A relative newcomer this year at Flash Memory Summit was Liqid. These guys are essentially creating an ecosystem from a subset of parts. Let's start with Toshiba:

At Toshiba's booth, we spotted their XG3 being promoted as being part of the Liqid solution. We also saw a similar demo at the Phison booth, meaning any M.2 parts can be included as part of their design. Now let us get a closer look at the full package options and what they do:

This demo, at the Kingston booth, showed a single U.2 device cranking out 835,000 4k IOPS. This is essentially saturating its PCIe 3.0 x4 link with random IO's, and it actually beats the Micron 9100 that we just reviewed!

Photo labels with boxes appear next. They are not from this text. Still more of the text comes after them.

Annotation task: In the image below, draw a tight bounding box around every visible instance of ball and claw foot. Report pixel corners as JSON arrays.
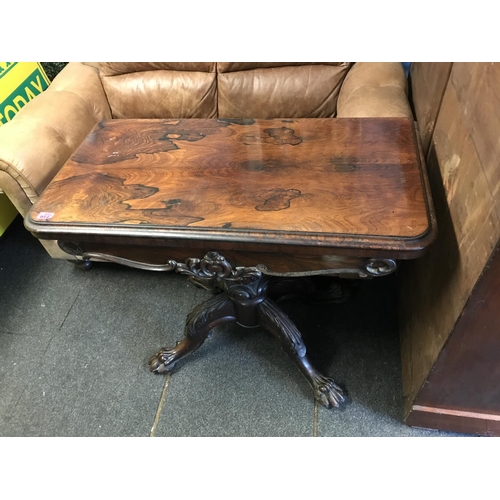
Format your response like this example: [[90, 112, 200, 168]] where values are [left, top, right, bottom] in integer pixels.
[[148, 348, 176, 373], [314, 376, 346, 408]]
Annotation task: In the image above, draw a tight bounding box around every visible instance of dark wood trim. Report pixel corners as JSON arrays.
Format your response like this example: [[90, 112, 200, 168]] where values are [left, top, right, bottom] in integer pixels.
[[406, 238, 500, 435], [406, 406, 500, 436]]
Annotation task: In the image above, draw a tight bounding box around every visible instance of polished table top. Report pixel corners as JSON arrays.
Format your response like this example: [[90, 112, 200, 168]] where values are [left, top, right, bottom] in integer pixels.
[[25, 118, 435, 258]]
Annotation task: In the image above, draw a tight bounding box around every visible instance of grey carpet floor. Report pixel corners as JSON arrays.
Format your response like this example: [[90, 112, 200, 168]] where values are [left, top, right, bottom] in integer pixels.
[[0, 217, 468, 437]]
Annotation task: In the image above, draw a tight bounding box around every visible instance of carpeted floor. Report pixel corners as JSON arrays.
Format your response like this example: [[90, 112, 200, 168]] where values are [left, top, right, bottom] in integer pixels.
[[0, 217, 468, 436]]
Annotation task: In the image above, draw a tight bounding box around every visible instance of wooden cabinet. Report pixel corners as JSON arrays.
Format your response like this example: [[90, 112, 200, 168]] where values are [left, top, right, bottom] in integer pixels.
[[400, 63, 500, 435]]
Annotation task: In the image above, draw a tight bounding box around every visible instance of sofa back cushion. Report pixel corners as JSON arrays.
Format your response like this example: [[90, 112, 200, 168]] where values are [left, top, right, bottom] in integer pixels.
[[217, 62, 350, 118], [94, 62, 350, 118], [98, 62, 217, 118]]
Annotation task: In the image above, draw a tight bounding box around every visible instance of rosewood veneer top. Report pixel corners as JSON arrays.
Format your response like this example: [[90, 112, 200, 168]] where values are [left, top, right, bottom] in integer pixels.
[[25, 118, 435, 258]]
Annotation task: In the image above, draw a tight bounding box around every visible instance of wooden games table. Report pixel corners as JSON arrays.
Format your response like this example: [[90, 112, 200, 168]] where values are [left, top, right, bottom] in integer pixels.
[[25, 118, 436, 407]]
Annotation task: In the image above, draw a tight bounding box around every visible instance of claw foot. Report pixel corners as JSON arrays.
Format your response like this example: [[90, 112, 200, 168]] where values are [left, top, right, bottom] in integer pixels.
[[314, 376, 346, 408], [148, 348, 176, 373]]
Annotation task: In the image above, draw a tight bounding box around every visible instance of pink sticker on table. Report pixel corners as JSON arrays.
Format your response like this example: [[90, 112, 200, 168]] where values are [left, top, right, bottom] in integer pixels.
[[36, 212, 55, 220]]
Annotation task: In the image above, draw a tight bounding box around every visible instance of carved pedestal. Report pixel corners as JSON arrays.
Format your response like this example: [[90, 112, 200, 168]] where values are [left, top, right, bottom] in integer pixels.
[[63, 249, 396, 408]]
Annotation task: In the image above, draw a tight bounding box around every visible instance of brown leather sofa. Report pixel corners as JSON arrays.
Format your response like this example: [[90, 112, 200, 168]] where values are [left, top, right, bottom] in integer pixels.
[[0, 62, 412, 258]]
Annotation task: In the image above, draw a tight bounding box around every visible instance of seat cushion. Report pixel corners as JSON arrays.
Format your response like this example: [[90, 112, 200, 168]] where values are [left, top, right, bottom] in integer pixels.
[[217, 62, 350, 118]]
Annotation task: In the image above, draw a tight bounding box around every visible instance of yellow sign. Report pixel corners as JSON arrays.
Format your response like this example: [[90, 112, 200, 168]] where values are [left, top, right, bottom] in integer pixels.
[[0, 62, 50, 126]]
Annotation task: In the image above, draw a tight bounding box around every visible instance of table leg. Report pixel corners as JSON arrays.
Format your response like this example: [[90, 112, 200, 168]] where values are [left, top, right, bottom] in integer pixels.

How can it pull this off? The trick is that there are actually four M.2 SSDs in that package, along with a PLX switch. The RAID must be handled on the host side, but so long as you have software that can talk to multiple drives, you'll get full speed from this part.

More throughput can be had by switching to a PCIe 3.0 x8 link on a HHHL form factor card:

That's 1.3 million IOPS from a single HHHL device! Technically this is four SSDs, but still, that's impressively fast and is again saturating the bus, but this time it's PCIe 3.0 x8 being pegged!

We'll be tracking Liqid's progress over the coming months, and we will definitely test these solutions as they come to market (we're not there just yet). More to follow from FMS 2016!